Um estagiário de pós-graduação em Direito do Ministério Público do Paraná (MP-PR) foi demitido após oferecer serviço de advocacia para um dono de academia acusado de violência doméstica. Segundo o MP, o estagiário pedia em troca isenção na mensalidade dos treinos.
De acordo com o órgão, ele tinha acesso à documentação sigilosa do caso e “teria se aproveitado da função para captar cliente e solicitar vantagem indevida”.
Na troca de mensagens, o estagiário diz que está “apertado nas contas” e que a mãe é advogada e aceitou acompanhar o processo.

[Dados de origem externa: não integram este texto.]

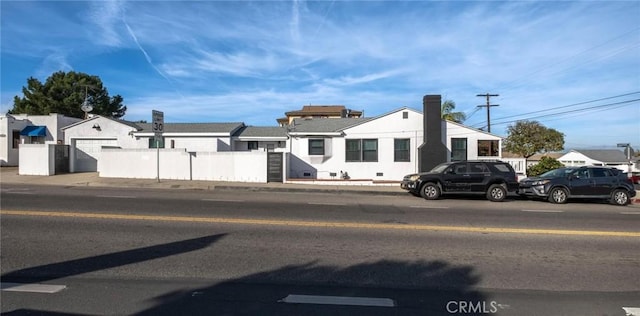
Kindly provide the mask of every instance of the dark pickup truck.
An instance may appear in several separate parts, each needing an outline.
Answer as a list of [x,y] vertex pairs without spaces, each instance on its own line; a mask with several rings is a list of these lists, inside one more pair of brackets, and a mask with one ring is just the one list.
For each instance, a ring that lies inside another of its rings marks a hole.
[[518,190],[518,177],[513,167],[503,161],[458,161],[440,164],[430,172],[407,175],[400,187],[427,200],[447,193],[482,193],[487,199],[500,202],[508,192]]

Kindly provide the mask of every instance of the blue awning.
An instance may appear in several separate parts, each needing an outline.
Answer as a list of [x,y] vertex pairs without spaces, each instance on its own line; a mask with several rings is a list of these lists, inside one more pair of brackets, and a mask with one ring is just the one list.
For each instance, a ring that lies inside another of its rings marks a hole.
[[46,126],[27,126],[21,132],[22,136],[47,136],[47,127]]

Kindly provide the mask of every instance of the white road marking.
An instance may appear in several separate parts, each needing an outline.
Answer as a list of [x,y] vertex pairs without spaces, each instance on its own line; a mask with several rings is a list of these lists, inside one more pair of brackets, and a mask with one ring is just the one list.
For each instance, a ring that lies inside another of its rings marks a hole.
[[202,199],[207,202],[244,202],[244,200]]
[[627,316],[640,316],[640,307],[623,307]]
[[309,202],[307,204],[309,204],[309,205],[329,205],[329,206],[346,206],[347,205],[345,203],[315,203],[315,202]]
[[529,213],[564,213],[564,211],[558,211],[558,210],[522,210],[522,212],[529,212]]
[[433,208],[433,209],[445,209],[449,208],[448,206],[431,206],[431,205],[411,205],[411,208]]
[[289,294],[279,302],[290,304],[321,304],[321,305],[350,305],[350,306],[377,306],[395,307],[395,302],[390,298],[375,297],[351,297],[351,296],[317,296]]
[[135,196],[129,196],[129,195],[96,195],[97,197],[102,197],[102,198],[112,198],[112,199],[136,199],[137,197]]
[[46,293],[53,294],[58,293],[65,288],[66,285],[55,285],[55,284],[39,284],[39,283],[31,283],[31,284],[22,284],[22,283],[1,283],[0,288],[3,291],[7,292],[28,292],[28,293]]
[[624,214],[624,215],[640,215],[640,212],[620,212],[620,214]]

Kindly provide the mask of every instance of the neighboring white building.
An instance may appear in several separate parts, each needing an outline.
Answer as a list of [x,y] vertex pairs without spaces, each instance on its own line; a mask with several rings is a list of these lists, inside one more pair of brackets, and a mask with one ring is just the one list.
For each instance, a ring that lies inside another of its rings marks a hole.
[[565,166],[609,166],[629,172],[632,163],[621,150],[577,149],[570,150],[558,160]]
[[79,121],[56,113],[0,115],[0,164],[17,166],[20,144],[62,144],[64,127]]
[[[289,125],[288,178],[401,180],[418,172],[423,124],[423,114],[406,107],[374,118],[295,119]],[[441,124],[448,161],[501,157],[501,137]]]
[[[232,151],[232,137],[243,127],[243,123],[165,123],[159,147],[187,152]],[[71,172],[99,171],[102,147],[156,148],[149,123],[95,115],[64,130],[65,141],[71,145]]]
[[271,126],[244,126],[232,137],[233,151],[285,152],[287,129]]

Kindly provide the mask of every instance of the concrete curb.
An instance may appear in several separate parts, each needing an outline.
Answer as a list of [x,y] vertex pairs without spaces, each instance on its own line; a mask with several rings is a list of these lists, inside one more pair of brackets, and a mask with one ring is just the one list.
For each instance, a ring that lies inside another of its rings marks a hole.
[[0,184],[31,184],[63,187],[120,187],[141,189],[292,192],[403,196],[408,193],[398,186],[317,185],[297,183],[249,183],[200,180],[157,180],[130,178],[101,178],[97,173],[64,174],[54,176],[18,175],[17,168],[2,168]]

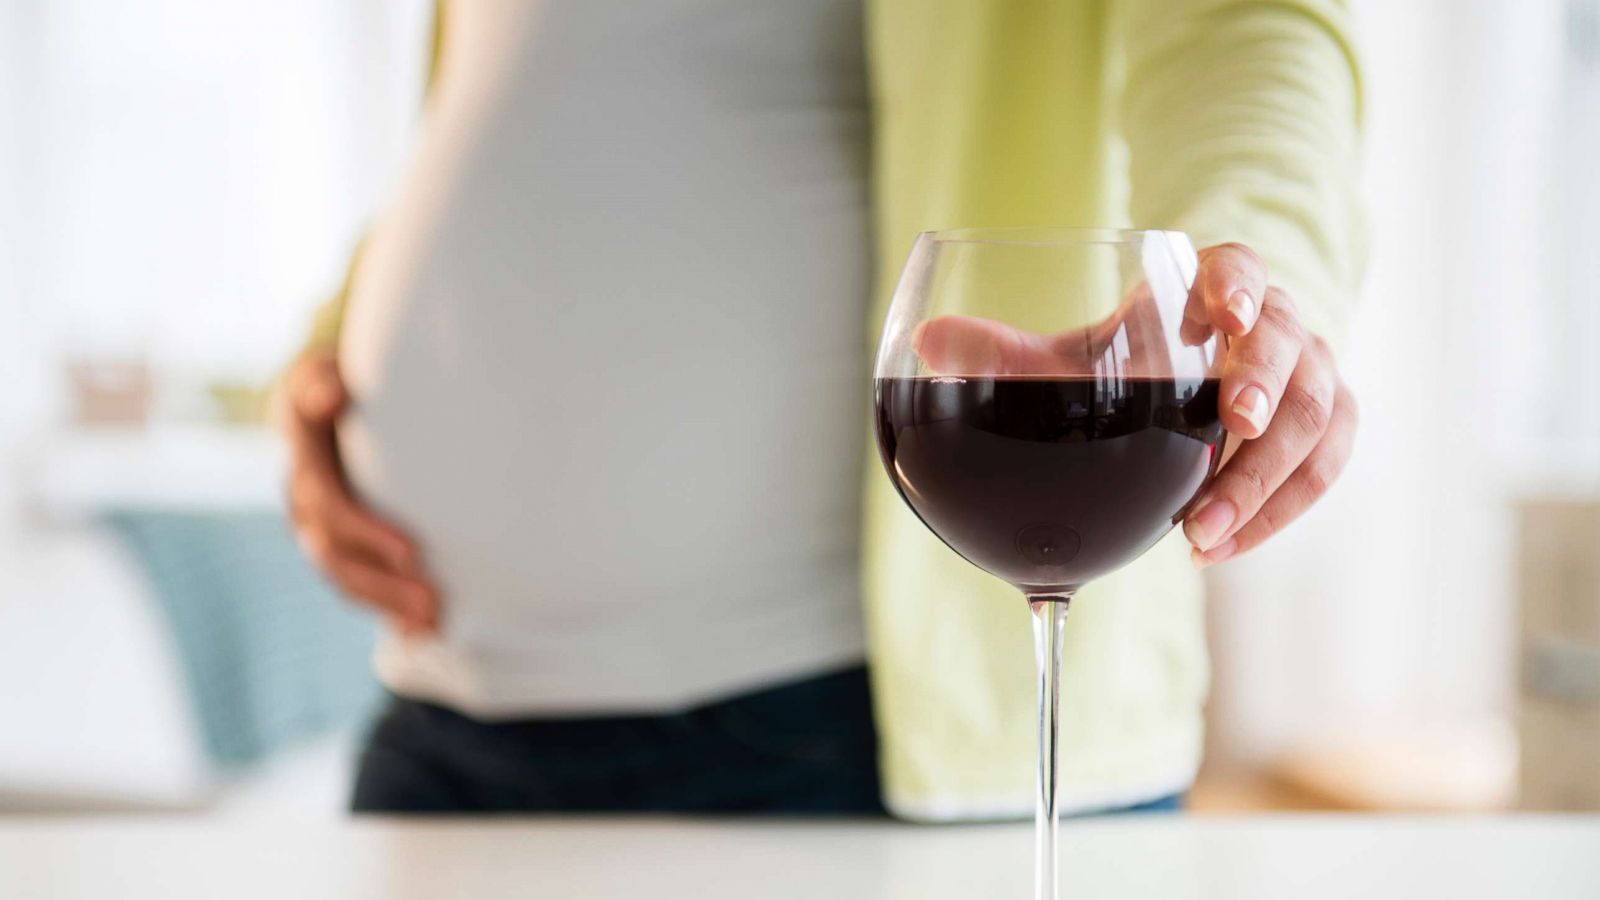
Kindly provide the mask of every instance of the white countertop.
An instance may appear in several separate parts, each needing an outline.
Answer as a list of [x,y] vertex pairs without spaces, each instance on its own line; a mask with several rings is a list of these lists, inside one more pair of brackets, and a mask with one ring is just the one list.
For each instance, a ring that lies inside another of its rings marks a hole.
[[[0,897],[1015,898],[1029,826],[0,819]],[[1062,828],[1063,898],[1600,898],[1600,817],[1153,816]]]

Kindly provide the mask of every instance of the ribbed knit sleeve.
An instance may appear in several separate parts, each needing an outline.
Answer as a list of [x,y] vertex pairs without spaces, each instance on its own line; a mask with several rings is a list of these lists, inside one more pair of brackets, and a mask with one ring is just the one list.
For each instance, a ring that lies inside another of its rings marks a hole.
[[1337,0],[1115,0],[1129,212],[1248,244],[1337,339],[1365,255],[1361,80]]

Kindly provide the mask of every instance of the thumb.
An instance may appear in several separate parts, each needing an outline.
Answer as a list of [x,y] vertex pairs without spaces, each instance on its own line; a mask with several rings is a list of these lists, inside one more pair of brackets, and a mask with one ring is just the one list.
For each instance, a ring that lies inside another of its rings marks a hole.
[[939,316],[919,324],[911,345],[941,375],[1076,375],[1088,371],[1087,329],[1035,334],[995,319]]
[[331,354],[307,356],[295,364],[290,378],[295,414],[308,422],[331,422],[344,411],[349,394]]

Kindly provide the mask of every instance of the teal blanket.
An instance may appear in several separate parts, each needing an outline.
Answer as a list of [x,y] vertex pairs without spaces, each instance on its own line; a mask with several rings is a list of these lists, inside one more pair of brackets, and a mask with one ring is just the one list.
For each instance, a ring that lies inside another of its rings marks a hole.
[[281,516],[122,510],[110,524],[149,576],[220,766],[374,709],[373,625],[307,565]]

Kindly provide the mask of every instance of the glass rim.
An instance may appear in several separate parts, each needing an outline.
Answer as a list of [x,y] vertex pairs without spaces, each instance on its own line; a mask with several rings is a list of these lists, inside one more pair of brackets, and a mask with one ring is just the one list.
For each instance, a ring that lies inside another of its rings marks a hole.
[[1061,247],[1071,244],[1136,244],[1151,235],[1187,239],[1181,231],[1164,228],[1107,228],[1095,226],[1004,225],[993,228],[944,228],[924,231],[918,240],[935,244],[998,244],[1015,247]]

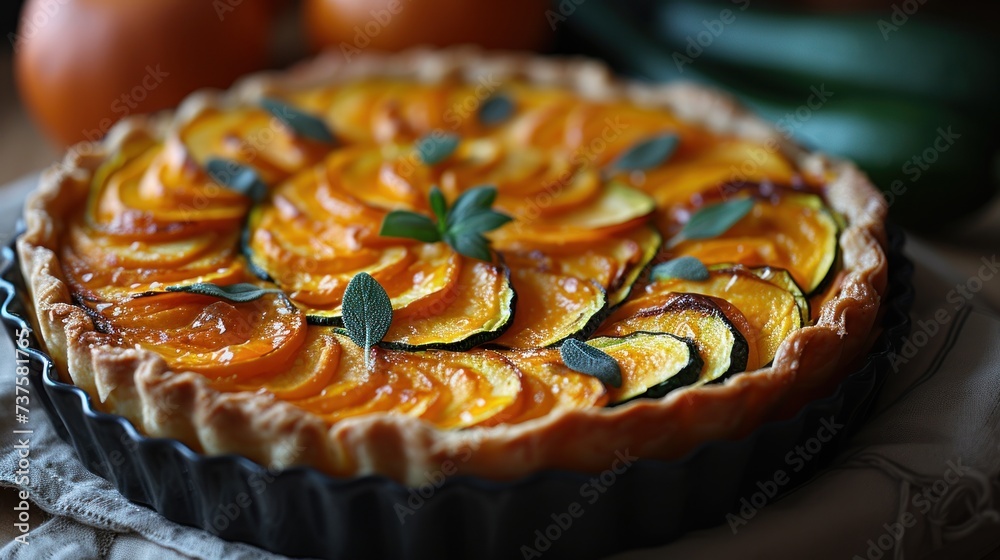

O rapaz fazia residência técnica na Promotoria de Justiça de Pitanga, na região central do Paraná, e foi demitido no mesmo dia em que o MP soube da situação, em 5 de março de 2026. O caso foi descoberto porque a vítima do acusado de violência doméstica ficou com o celular do ex-marido após a separação e viu as mensagens trocadas com o estagiário.
“Na intenção de captar o possível cliente para o escritório da mãe, ele teria dado a entender que sua posição dentro da Promotoria de Justiça seria benéfica ao acusado, com grande possibilidade de sucesso no desenrolar do processo”, complementou o MP-PR.
Nas mensagens, o então estagiário da promotoria chega a orientar o acusado de violência doméstica a contratar um advogado particular, ao invés de esperar por um dativo (profissional nomeado por um juiz), e diz que viu no processo que a vítima não tinha provas da violência.
“Sugiro que você pegue um advogado particular mesmo, pelo que vi nos autos não tem provas nenhuma do que ela alega, e se você provar que ela está descumprindo as medidas é absolvição na certa”, escreveu ele.
O estagiário atuava no MP-PR desde 7 de janeiro e a situação foi descoberta no dia 5 de março. Nessa quarta-feira (27), ele foi denunciado criminalmente pelo órgão pelos seguintes crimes:
– corrupção passiva (pena de reclusão, de dois a doze anos e multa);
– fraude processual, por ter tentado ocultar as mensagens trocadas com o homem que respondia ao processo (pena de detenção de três meses a dois anos e multa);
– violação de sigilo funcional (com pena prevista de detenção de seis meses a dois anos ou multa).